MethodDescriptionTime Complexity
offer(e)Add element, sift upO(log n)
poll()Remove min, sift downO(log n)
peek()Return min without removingO(1)
size()Return element countO(1)
contains(e)Check if element existsO(n)
remove(e)Remove specific elementO(n)

⚠️ Note: contains() and remove(Object) are O(n) because they require scanning the entire heap.
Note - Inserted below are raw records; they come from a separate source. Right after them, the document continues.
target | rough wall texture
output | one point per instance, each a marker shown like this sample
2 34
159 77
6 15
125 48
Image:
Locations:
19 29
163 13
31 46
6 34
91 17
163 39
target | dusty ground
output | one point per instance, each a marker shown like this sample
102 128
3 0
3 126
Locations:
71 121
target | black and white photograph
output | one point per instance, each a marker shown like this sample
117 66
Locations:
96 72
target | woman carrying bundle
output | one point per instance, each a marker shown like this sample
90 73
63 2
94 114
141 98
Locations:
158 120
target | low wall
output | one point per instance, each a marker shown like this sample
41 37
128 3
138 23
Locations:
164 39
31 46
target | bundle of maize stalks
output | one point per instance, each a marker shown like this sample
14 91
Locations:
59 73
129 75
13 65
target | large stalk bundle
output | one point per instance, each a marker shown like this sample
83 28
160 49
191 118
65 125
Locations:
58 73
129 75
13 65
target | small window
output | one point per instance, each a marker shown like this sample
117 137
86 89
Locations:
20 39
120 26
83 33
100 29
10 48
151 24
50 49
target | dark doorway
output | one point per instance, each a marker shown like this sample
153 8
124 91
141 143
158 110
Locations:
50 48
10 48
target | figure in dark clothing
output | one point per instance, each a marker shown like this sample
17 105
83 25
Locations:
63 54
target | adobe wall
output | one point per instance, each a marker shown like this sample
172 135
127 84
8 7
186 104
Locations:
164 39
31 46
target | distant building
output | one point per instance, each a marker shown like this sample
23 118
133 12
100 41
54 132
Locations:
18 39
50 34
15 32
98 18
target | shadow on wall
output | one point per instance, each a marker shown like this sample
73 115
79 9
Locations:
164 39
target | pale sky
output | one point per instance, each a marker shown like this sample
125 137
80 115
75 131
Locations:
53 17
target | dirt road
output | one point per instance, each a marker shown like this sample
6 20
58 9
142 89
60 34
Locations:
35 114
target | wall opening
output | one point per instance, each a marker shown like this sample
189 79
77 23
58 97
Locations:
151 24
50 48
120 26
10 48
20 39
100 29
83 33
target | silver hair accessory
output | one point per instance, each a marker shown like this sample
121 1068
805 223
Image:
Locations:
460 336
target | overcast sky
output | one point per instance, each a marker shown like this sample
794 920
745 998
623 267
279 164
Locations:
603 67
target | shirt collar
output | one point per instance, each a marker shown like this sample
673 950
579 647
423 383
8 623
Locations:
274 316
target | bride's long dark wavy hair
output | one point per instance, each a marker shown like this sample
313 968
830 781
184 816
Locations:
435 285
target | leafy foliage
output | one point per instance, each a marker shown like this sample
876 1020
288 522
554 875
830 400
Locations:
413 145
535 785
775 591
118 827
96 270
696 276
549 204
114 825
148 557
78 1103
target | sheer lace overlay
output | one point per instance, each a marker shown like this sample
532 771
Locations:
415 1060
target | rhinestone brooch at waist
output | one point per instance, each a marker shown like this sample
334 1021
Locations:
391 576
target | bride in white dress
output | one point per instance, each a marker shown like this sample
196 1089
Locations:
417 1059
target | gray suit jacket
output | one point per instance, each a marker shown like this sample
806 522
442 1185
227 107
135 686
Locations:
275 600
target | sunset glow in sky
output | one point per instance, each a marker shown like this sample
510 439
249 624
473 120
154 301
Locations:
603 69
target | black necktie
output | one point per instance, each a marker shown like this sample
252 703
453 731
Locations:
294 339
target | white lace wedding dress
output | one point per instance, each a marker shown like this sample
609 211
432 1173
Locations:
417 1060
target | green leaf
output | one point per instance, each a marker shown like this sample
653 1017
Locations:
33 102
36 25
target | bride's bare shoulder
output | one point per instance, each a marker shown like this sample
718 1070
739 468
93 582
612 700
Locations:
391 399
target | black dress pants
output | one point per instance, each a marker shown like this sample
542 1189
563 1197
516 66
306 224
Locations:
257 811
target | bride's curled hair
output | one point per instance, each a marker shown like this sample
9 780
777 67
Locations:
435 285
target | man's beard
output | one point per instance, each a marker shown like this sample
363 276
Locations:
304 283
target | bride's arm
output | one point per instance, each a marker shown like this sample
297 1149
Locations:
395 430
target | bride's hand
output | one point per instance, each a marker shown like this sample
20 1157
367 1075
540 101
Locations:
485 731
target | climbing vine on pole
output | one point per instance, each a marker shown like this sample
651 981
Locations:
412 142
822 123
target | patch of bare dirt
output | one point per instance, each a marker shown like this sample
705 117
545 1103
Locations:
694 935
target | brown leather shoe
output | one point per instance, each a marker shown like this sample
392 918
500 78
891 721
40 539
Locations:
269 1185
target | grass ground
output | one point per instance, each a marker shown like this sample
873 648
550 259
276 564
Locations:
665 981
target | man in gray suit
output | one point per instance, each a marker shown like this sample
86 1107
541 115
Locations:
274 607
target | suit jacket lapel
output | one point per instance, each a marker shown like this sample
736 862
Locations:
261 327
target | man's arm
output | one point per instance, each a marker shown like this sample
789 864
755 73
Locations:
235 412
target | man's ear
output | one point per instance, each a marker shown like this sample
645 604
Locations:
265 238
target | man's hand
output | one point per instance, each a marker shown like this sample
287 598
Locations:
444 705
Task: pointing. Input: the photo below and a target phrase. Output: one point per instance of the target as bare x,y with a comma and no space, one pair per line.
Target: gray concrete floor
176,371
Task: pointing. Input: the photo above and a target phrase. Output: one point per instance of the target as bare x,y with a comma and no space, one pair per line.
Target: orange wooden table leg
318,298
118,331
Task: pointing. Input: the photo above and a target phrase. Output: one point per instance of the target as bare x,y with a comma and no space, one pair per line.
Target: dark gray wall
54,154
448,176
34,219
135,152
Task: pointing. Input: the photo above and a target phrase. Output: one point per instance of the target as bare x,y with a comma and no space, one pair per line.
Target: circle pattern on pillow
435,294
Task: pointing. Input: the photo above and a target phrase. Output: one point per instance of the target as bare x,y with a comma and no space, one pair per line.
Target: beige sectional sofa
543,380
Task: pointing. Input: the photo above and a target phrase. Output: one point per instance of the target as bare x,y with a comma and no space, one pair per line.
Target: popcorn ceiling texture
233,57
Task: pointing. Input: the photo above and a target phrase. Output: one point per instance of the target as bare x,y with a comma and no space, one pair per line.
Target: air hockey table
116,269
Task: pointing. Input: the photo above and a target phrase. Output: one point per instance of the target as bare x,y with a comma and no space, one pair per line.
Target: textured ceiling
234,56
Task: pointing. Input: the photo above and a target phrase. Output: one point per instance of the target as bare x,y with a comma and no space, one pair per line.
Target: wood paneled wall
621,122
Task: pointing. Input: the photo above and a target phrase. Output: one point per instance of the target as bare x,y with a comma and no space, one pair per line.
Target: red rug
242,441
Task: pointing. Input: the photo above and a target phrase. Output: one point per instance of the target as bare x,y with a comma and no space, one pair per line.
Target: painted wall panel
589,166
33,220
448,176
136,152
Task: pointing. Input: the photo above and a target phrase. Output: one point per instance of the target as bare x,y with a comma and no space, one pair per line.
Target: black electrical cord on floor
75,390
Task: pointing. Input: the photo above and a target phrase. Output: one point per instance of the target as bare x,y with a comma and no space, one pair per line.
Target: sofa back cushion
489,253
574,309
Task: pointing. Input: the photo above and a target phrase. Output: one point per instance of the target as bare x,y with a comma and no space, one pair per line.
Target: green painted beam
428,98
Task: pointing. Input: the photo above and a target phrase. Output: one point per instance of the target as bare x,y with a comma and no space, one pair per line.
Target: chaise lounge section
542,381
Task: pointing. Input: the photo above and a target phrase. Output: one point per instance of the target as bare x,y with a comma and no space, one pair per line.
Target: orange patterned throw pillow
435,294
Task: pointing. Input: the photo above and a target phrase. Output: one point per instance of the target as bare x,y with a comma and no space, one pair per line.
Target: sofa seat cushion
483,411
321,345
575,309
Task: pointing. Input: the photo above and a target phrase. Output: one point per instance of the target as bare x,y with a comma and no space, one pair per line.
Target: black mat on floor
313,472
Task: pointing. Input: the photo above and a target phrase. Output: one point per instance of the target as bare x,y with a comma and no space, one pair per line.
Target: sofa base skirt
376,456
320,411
Use these sparingly!


Dynamic Array Growth

When the internal array is full, PriorityQueue grows automatically:

private void grow(int minCapacity) {
    int oldCapacity = queue.length;
    // Double size if small, grow by 50% if large
    int newCapacity = oldCapacity + (
        (oldCapacity < 64) 
            ? (oldCapacity + 2) 
            : (oldCapacity >> 1)
    );
    // Check for overflow
    if (newCapacity - MAX_ARRAY_SIZE > 0)
        newCapacity = hugeCapacity(minCapacity);
    queue = Arrays.copyOf(queue, newCapacity);
}

Growth Strategy

Current SizeGrowth Rate
< 64Double + 2
≥ 6450% increase

This balances memory efficiency for small queues with performance for large ones.


Time Complexity Analysis

Why O(log n)?

Both siftUp and siftDown traverse at most one path from root to leaf (or vice versa).
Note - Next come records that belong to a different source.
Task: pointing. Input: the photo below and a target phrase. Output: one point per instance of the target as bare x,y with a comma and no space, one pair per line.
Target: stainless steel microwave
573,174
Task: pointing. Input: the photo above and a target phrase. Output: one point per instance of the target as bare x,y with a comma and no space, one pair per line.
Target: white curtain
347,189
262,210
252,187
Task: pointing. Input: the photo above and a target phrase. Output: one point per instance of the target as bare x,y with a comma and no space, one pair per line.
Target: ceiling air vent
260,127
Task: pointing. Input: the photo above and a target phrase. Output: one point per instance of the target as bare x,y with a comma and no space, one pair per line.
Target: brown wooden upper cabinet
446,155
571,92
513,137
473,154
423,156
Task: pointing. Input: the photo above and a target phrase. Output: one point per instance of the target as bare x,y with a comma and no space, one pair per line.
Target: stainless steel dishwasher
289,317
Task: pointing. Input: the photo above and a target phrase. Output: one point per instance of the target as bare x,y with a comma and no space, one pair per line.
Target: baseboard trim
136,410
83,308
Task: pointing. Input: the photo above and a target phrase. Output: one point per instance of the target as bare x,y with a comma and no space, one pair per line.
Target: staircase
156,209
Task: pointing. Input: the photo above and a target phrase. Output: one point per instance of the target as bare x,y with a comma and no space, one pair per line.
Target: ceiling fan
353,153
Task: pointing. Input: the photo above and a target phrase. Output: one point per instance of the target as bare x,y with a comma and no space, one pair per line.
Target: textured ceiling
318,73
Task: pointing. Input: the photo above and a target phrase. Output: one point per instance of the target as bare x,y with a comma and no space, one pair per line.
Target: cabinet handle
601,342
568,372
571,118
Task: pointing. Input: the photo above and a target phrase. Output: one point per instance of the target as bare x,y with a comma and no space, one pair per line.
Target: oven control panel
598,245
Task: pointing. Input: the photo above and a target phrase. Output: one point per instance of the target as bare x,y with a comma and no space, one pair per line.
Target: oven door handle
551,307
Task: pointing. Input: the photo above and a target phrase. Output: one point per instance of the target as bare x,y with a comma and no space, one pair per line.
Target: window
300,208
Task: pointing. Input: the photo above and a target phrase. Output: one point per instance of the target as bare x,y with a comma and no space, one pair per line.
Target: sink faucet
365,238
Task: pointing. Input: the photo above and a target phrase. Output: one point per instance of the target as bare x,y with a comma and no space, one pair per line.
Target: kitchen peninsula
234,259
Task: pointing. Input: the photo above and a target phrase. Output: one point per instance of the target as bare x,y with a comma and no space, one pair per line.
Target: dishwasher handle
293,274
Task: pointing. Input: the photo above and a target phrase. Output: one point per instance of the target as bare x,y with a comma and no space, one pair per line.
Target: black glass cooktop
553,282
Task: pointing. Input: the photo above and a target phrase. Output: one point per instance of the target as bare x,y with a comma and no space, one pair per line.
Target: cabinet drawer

In a complete binary tree with n nodes:

  • Height = ⌊log₂(n)⌋
  • Maximum operations = height

Amortized Analysis for offer()

OperationWorst CaseAmortized
Array accessO(1)O(1)
Sift upO(log n)O(log n)
Array growthO(n)O(1)*

*Array growth is rare and amortized over many insertions.

Comparison with Other Data Structures

OperationPriorityQueueSorted ArraySorted List
InsertO(log n)O(n)O(n)
Find minO(1)O(1)O(1)
Remove minO(log n)O(n)O(1)
Build from n elementsO(n)O(n log n)O(n log n)

The heap wins for most priority queue use cases!


Common Pitfalls

1. Null Elements Not Allowed

PriorityQueue<String> pq = new PriorityQueue<>();
pq.offer(null);  // ❌ NullPointerException!

2. Iterator Order ≠ Priority Order

PriorityQueue<Integer> pq = new PriorityQueue<>(Arrays.asList(5, 1, 3));

// ❌ Wrong: Iterator doesn't give priority order!
for (Integer i : pq) {
    System.out.println(i);  // Might print: 1, 5, 3
}

// ✅ Correct: Use poll() for priority order
while (!pq.isEmpty()) {
    System.out.println(pq.poll());  // Prints: 1, 3, 5
}

3. Modifying Elements After Insertion

class Task {
    int priority;
    // ...
}

PriorityQueue<Task> pq = new PriorityQueue<>(
    Comparator.comparing(t -> t.priority)
);

Task task = new Task(5);
pq.offer(task);

task.priority = 1;  // ❌ Heap doesn't know about this change!
// pq.poll() might not return this task first

Solution: Remove, modify, re-insert:

pq.remove(task);
task.priority = 1;
pq.offer(task);

4. Max-Heap Confusion

By default, PriorityQueue is a min-heap. For max-heap:

// Option 1: Reverse comparator
PriorityQueue<Integer> maxHeap = new PriorityQueue<>(
    Collections.reverseOrder()
);

// Option 2: Custom comparator
PriorityQueue<Integer> maxHeap = new PriorityQueue<>(
    (a, b) -> b - a
);


Key Takeaways

Core Concepts

ConceptKey Point
Data structureBinary min-heap in an array
siftUpBubble new element up after insertion
siftDownSink replacement down after removal
Index formulasparent=(k-1)/2, left=2k+1, right=2k+2

Performance

OperationComplexity
offer() / poll()O(log n)
peek()O(1)
contains() / remove(Object)O(n)

Best Practices

  1. ✅ Use for priority-based processing
  2. ✅ Prefer poll() over iteration for priority order
  3. ✅ Use custom Comparator for complex ordering
  4. ❌ Don’t modify elements after insertion
  5. ❌ Don’t expect iterator to give priority order

💡 The Bottom Line: PriorityQueue achieves O(log n) operations through elegant heap algorithms. Understanding siftUp and siftDown unlocks not just this data structure, but a whole family of heap-based algorithms.